Melihat data terbaru jumlah Daftar Pemilih Tetap (DPT) untuk kontestasi pemilihan gubernur serentak tahun 2018 dan DPT pilgub DKI Jakarta 2017 serta DPT pilpres DI Jogyakarta tahun 2014, memperlihatkan suara pemilih nasional terbesar ada di Jawa.

Jawa Timur:

30.155.719 pemilih

Jawa Tengah:

27.068.125 pemilih

Jawa Barat:

31.735.133

DI Jogyakarta

2.723.621

DKI Jakarta:

7.925.279 pemilih

Total: 99.607.877 pemilih

Titik sentrum suara nasional pada kontestasi pilpres 2019 mendatang terbesar ada di Jawa dengan menguasai 50,70% suara nasional dengan asumsi jumlah pemilih pilpres mendatang mencapai 196,5 juta, sisa-nya 49,30% suara pemilih nasional untuk kontestasi pilpres 2019 tersebar pada 29 provinsi di Indonesia.

Melihat kebelakang di dalam perjalanan sejarah pemilihan presiden, terdapat 5 daerah “primadona” incaran para kadindat capres-cawapres untuk meraih kemenangan, yang antara lain; Jawa Timur, Jawa Tengah, Jawa Barat, DKI Jakarta dan Sumatera Utara.

Bila terwujudnya Poros Ketiga pada kontestasi pemilihan presiden 2019 mendatang, tampilnya tiga pasangan calon presiden “denyut” dinamika peta skema dan strategi para kadindat untuk meraih simpatik rakyat sebagai pemilik syah suara menarik untuk dicermati.

Kelahiran tiga kadindat paslon tentu memberikan variant atau alternatif pilihan kepada rakyat untuk memilih para pemimpin yang terbaik. Diruang berbeda para kadindat capres dan cawapres tentu harus mempersiapkan strategi pemenangan yang jitu hingga cost logistik yang besar untuk dapat meraih suara terbanyak.

Skema dan strategi dua paslon head to head tentu berbeda dengan menghadapi tiga paslon pada pilpres 2019, ketika hanya dua kadindat capres misalkan hanya Joko Widodo dan Prabowo Subianto yang tampil pemetaan dan strategi jauh lebih mudah dihadapi karena tidak jauh berbeda dengan pilpres 2014 lalu.
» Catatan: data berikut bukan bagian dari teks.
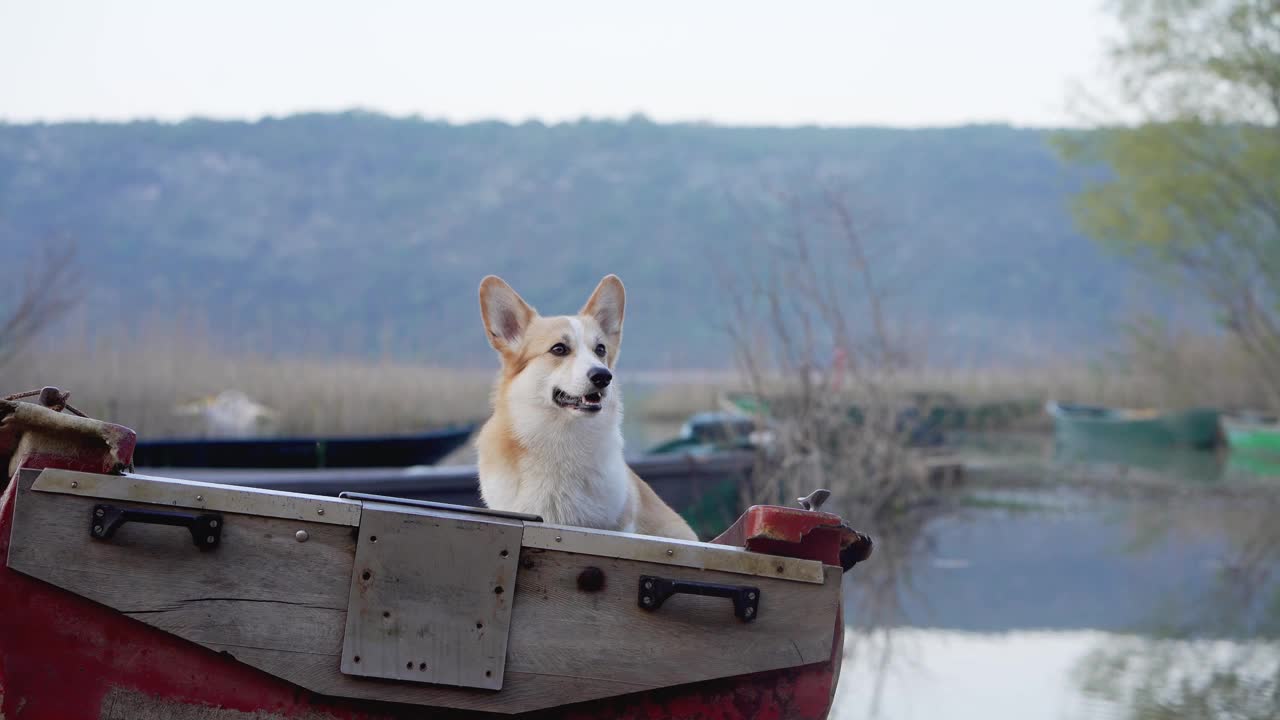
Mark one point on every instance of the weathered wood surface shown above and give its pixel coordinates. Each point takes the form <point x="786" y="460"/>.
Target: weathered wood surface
<point x="667" y="551"/>
<point x="204" y="496"/>
<point x="280" y="605"/>
<point x="432" y="596"/>
<point x="679" y="479"/>
<point x="563" y="630"/>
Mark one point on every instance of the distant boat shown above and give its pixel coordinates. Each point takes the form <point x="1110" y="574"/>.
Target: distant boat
<point x="304" y="452"/>
<point x="1252" y="433"/>
<point x="712" y="432"/>
<point x="229" y="414"/>
<point x="1194" y="428"/>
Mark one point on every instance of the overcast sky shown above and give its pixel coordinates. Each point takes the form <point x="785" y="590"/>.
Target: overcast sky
<point x="821" y="62"/>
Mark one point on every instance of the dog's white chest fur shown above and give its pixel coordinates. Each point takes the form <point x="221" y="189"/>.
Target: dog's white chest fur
<point x="571" y="472"/>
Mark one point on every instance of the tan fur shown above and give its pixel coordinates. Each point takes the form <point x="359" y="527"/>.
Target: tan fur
<point x="519" y="466"/>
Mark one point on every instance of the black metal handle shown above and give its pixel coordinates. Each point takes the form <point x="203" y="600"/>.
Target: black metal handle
<point x="206" y="528"/>
<point x="654" y="591"/>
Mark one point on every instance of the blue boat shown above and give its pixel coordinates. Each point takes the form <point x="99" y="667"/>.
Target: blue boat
<point x="304" y="452"/>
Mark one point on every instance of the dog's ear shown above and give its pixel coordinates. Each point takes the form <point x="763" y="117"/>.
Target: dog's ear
<point x="506" y="314"/>
<point x="608" y="305"/>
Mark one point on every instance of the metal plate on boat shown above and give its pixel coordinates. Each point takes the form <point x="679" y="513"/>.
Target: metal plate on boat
<point x="432" y="595"/>
<point x="201" y="496"/>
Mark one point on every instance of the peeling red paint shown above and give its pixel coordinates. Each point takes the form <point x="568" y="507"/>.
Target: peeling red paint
<point x="62" y="657"/>
<point x="791" y="532"/>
Tetapi ketika terdapat tiga kadindat capres “blueprint” strategi pemenangan pilpres 2014 telah usang untuk dipakai kembali. Capres dari incumbent, oposisi dan poros ketiga semua memiliki target yang sama untuk merebut suara terbanyak dari 5 provinsi primadona tersebut.

Pemilik suara 53,90% pemilih nasional tersebut akan terpecah menjadi tiga kekuatan yang mewakili para kadindat capres dan tentu tidak dapat terbagi merata karena ini wilayah pilihan “hati nurani” bukan semata hitungan angka-angka matematis.

Pintu menuju “dua putaran” bila ada tiga paslon capres-cawapres di dalam kontestasi pilpres 2019 peluang-nya besar, karena melihat data terakhir survei elektabilitas para kadindat masih dibawah abang batas aman minus 50% suara.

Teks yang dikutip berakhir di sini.